On May 25, 2010, at 1:00 PM, Marc MERLIN wrote:
> On Fri, May 21, 2010 at 07:52:23PM -0700, Marc MERLIN wrote:
>> On Fri, May 21, 2010 at 08:38:23PM -0400, Jeff Johnson wrote:
>>>> So running most rpm versions from this century :) creates
>>>> /var/lib/rpm/__db.00? when accessing the rpm dbs.
>>>> My understanding is that they are a temporary index created by the DB
>>>> libraries and I know they get recreated as needed.
>>> Nope. There are (at least) 3 RPM user visible uses of __db* files, none of them
>>> "temporary" or "index":
>>> 1) a version stamp
>>> 2) names of locks (and with thread_count, "stale lock" registration
>>> for clean-up after exceptional conditions like reboot and segfault
>>> and programmer error). Note "names", not the locks themselves.
>>> 3) data caching
> Ok, I'm working on this some more because this _db* files really need to die
> for us.
rm -f /var/lib/rpm/__db*
No fuss, no muss.
> As you know
> 1) older rpms (much older) ran fine without having to create them for any
> rpm operation.
> 2) rpm -q as root creates them but rpm -q as a user doesn't.
> My questions:
> 1) it is the db library that is creating them, right?
Yes. The __db* files are how interprocess locks are shared
in Berkeley DB. Its known as a DBENV.
> 2) can't it be told to stop making when it's called?

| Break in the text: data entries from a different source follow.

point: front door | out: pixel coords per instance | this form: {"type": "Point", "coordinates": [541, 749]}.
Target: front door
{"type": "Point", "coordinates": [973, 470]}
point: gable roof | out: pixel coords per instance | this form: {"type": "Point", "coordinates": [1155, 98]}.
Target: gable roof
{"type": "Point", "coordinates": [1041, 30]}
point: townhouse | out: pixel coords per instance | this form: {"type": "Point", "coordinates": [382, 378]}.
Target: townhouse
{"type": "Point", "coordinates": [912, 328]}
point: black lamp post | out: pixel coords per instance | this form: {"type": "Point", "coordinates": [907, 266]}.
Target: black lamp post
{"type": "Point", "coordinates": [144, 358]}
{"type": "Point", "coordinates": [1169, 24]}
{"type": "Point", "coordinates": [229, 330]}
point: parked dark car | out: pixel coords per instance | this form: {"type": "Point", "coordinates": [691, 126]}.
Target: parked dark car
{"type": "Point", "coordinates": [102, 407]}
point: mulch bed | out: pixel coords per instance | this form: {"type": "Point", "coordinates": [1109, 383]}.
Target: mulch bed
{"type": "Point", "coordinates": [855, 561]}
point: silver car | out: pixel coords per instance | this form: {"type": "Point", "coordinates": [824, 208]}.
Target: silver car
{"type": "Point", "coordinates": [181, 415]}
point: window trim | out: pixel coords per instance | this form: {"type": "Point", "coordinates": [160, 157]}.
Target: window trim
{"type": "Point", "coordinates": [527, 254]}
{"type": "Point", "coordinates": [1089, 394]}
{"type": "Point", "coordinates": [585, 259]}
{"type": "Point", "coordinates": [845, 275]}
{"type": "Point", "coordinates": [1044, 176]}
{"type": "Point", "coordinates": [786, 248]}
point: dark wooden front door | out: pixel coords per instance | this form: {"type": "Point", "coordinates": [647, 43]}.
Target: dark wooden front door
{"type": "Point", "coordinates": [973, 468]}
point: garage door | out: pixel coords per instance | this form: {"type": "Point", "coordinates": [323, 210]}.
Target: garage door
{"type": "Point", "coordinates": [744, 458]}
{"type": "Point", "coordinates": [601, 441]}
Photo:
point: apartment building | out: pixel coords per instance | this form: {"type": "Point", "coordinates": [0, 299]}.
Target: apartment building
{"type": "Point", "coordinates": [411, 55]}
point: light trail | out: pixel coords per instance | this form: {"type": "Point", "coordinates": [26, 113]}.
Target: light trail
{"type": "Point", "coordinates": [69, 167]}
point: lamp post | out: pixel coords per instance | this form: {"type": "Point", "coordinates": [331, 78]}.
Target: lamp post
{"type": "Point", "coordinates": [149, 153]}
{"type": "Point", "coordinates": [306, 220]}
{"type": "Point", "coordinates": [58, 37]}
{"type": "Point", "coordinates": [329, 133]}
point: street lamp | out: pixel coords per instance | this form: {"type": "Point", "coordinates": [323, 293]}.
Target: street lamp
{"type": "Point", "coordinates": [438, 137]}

You're barking the wrong tree. Databases (with concurrent access) need locks,
the locks are shared in an environment, and the environment is carried
in __db* files in the Berkeley DB implementation.
> 3) rpm -q as a user doesn't create the lock/cache files and needlessly
> creates them when it's root. Can't rpm be told not to make them at
> all for at least read only operations?
Yep. That doesn't mean correct, only that non-root risks segfaulting
if a database is changing while the non-root query is running.